Responding to a question about whether a new governance paradigm is needed in an age of such rapid technological advance – providing for more agile interaction between regulators, civil society and enterprises – Brin said that he was “blown away” by the level of enlightenment in conversations he’s hearing among politicians, business leaders and social entrepreneurs, adding that this kind of dialogue may well lead to not only quicker but also more collaborative ways to tackle emerging governance issues.

Brin chalked up his success with Google to the culture of Silicon Valley – a culture that doesn’t stigmatize failure and encourages risk-taking. “Look, first of all, I’m very lucky,” he said. “But the luck also comes from taking many shots, and so many failures.
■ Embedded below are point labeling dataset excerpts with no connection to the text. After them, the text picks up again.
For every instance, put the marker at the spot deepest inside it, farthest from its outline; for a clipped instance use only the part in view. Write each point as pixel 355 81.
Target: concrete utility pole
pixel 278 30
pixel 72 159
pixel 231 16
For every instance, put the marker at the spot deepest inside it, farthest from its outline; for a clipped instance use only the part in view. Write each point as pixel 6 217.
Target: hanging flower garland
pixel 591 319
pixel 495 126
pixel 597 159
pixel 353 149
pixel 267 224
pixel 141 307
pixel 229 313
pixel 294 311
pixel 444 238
If I told you all my failures, we would have to have a much longer session,” he said. “We’re lucky to have an environment that tolerates lots of risk and tolerates the inevitable failures.”
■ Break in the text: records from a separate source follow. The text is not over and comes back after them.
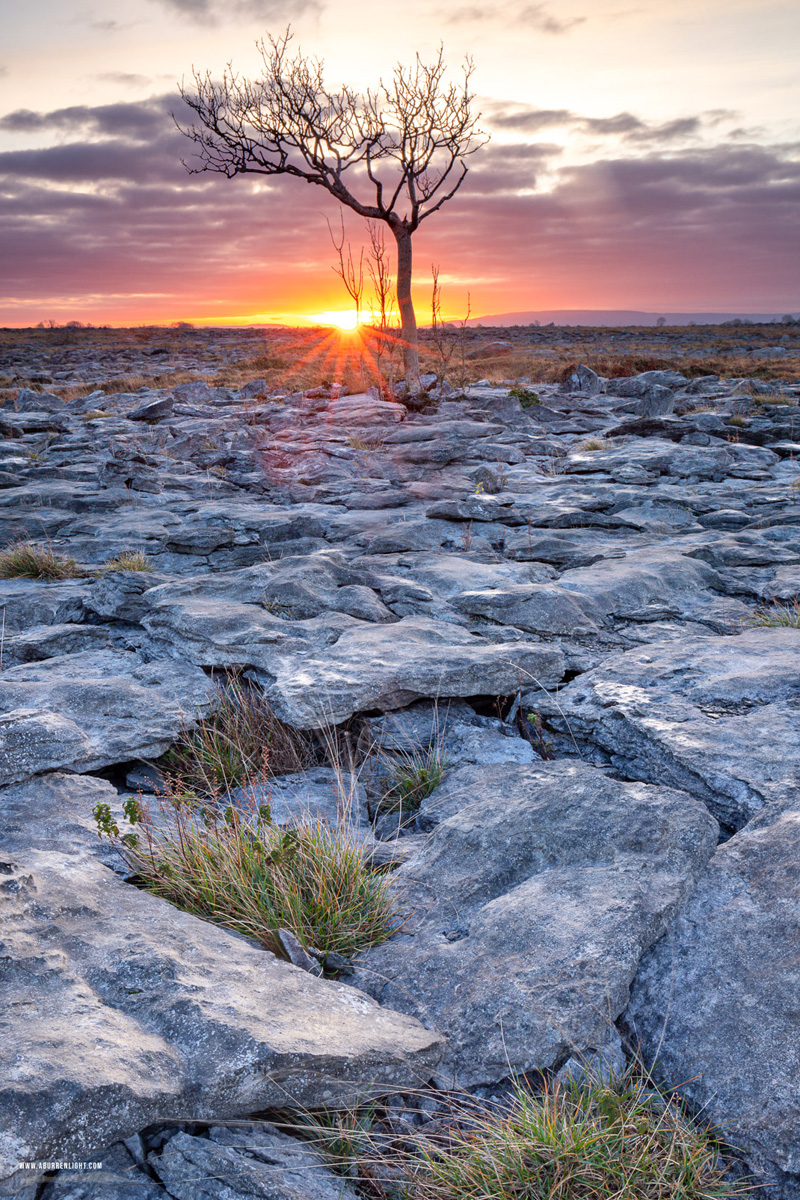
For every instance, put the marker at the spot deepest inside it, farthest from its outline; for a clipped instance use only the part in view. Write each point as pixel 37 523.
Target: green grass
pixel 227 862
pixel 128 561
pixel 573 1143
pixel 410 777
pixel 29 561
pixel 786 615
pixel 623 1140
pixel 240 743
pixel 527 397
pixel 236 869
Asked for a piece of advice to aspiring young entrepreneurs, Brin replied, “I would encourage young folks to take chances and pursue their dreams – and silence the voices saying, ‘There are a 1,000 start-ups doing self-riding bicycles.’”

Brin praised the ethos of the World Economic Forum, saying that a sense of social responsibility is common to many of the companies participating – something he says has animated Google from its inception. “You can’t just think narrowly about your business … that you’re just going to maximize earnings and not be concerned about what’s going on around you,” he said. “It seems to me that companies are taking these things seriously,” Brin said. “I almost feel like we’re at Burning Man, but we’re all wearing clothes."